First, make sure you have followed the getting started guide on the Linux page.

You should now have the latest Phidget software installed and have the HelloWorld C program running. If your device is not listed when the program runs, verify that your computer has detected the Phidget via USB. To check this, you can use the kernel log reader dmesg. Pipe the output of dmesg into the utility tail to read the last ten lines of the log:

 $> dmesg | tail
 ....(3 lines)....
 [337.189132] usb 1-2: new full-speed USB device number 5 using ochi-pci
 [337.464709] usb 1-2: New USB device found, idVendor=06c2 idProduct=0034
 [337.464714] usb 1-2: New USB device strongs: Mfr=1, Product=2, SerialNumber=3
 [337.464718] usb 1-2: Product: 1024_0
 [337.464721] usb 1-2: Manufacturer: Phidgets Inc.
 [337.464724] usb 1-2: SerialNumber: 388624
 [337.491426] usb 1-2: hid-generic 0003:06C2:0034.0004: hiddev0,hidraw1: USB HID v1.01 Device [Phidgets Inc. 1024_0] on usb-0000:00:06.0-2/input0

The number between the [ ] is the system time in seconds since the last boot up, so you can tell whether the event was recent or not. (This will also tell you the interrupt type of Phidget that is registered by the USB interface, see the common problems section below for more information on what this means.)

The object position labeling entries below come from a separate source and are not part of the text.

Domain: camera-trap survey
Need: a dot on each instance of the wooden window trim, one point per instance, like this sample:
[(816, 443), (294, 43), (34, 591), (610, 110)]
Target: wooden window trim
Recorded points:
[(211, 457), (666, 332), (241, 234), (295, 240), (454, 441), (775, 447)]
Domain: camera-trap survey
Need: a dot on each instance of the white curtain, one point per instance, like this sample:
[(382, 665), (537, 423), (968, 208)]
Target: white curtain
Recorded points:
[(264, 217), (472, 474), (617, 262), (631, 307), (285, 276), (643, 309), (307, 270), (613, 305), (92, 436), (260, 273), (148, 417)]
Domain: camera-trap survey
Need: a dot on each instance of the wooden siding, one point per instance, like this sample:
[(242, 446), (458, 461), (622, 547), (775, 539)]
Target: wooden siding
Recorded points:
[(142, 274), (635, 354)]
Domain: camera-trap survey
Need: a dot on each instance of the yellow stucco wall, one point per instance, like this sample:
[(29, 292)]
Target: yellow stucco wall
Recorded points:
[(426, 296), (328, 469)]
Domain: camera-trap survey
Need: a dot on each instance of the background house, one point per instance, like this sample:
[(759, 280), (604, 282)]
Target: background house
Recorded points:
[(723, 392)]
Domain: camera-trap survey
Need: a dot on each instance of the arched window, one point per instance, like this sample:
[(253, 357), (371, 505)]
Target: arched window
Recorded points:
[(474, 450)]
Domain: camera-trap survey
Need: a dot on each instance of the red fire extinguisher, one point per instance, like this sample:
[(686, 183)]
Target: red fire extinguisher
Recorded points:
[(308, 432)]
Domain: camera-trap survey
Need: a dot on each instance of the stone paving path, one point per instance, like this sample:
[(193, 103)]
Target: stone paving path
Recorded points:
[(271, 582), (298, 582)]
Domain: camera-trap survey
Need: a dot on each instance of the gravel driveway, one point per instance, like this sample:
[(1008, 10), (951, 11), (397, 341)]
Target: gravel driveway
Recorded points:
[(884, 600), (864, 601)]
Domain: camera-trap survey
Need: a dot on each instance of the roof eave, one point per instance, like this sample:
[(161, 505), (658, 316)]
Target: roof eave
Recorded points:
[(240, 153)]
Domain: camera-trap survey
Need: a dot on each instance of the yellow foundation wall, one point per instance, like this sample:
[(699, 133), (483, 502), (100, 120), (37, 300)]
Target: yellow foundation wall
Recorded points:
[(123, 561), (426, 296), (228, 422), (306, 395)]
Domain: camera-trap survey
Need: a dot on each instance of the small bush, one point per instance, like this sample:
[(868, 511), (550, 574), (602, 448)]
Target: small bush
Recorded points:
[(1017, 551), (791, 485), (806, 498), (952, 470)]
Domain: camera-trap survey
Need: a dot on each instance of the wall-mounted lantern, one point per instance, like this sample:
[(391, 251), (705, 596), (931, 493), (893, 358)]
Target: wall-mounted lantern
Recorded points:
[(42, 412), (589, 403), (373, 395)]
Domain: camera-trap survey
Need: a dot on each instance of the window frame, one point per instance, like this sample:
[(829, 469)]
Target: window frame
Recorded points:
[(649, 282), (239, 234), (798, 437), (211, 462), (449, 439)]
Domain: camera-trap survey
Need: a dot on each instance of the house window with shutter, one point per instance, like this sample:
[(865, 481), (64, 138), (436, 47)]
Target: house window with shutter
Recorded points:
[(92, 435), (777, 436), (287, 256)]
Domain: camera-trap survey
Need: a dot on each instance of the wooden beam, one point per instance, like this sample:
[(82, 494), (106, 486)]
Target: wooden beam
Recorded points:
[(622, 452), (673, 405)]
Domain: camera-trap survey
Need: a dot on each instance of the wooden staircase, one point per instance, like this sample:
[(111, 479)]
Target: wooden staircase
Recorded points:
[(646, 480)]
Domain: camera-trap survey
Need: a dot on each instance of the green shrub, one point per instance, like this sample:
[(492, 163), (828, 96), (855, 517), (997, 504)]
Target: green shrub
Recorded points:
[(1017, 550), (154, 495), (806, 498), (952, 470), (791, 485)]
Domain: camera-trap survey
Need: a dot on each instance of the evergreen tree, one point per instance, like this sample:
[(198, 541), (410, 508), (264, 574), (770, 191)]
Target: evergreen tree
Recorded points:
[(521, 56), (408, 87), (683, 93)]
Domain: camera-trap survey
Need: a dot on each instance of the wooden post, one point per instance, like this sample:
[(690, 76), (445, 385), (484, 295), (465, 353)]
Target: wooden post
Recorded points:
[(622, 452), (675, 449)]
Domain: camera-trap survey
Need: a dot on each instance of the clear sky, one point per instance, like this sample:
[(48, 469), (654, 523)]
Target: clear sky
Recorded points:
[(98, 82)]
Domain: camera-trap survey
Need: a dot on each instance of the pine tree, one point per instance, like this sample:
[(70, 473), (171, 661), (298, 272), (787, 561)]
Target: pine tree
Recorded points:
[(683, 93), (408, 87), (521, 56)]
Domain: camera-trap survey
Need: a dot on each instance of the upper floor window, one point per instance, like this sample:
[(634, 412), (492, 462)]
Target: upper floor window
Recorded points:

The Phidget should both connect and disconnect properly, so unplugging it should result in an additional line at the tail:

 $> dmesg | tail
 ....(9 lines)....
 [744.558055] usb 1-2: USB disconnect, device number 5

If you can see your Phidget in the USB list even though it does not show up in the Hello World C program take a moment to check the basics:

  • No other programs, drivers, or processes are using that USB port in software
  • You are running the example program as root (or your udev rules have been set properly)
  • You are using libusb 1.0 (not the older 0.1 release)
  • You have compiled versions of libphidget22.a and libphidget22.so in your system library location (usually /usr/lib)
  • The Phidget libraries are the latest version
  • Your Linux kernel version is 2.6 or later (type uname -r in a terminal to get your kernel version)
  • Check the common problems section below, some specific combinations can cause problems

Communications Troubleshooting

To determine whether the problem is a communications problem, check operation using the shortest, most direct connection you can, including both:

  • Data connections, and
  • Power connections

If you believe a connection may be at fault:

  • Use short USB cables (<5 m)... long wires lead to poor sensor data and/or inadequate power
  • Use powered USB hubs or direct connections to a computer.
  • Try unplugging everything on the hub except the Phidget.
  • Try plugging the Phidget directly into the computer instead of using a hub. If this solves the problem, either the hub is at fault, or the added length of cable from the hub to the computer may have caused instability.
  • Make sure any cables between Phidgets are correctly connected. Helpful pictures can be found on the User Guide for your device
  • If your Phidget needs external power, such as the motors and relays, the proper way to provide it can be found on the product page for your device on our main website

Communication problems come from either (a) power issues, or (b) connection issues. Once everything is plugged in and powered properly, there is not a whole lot that can go wrong with cables.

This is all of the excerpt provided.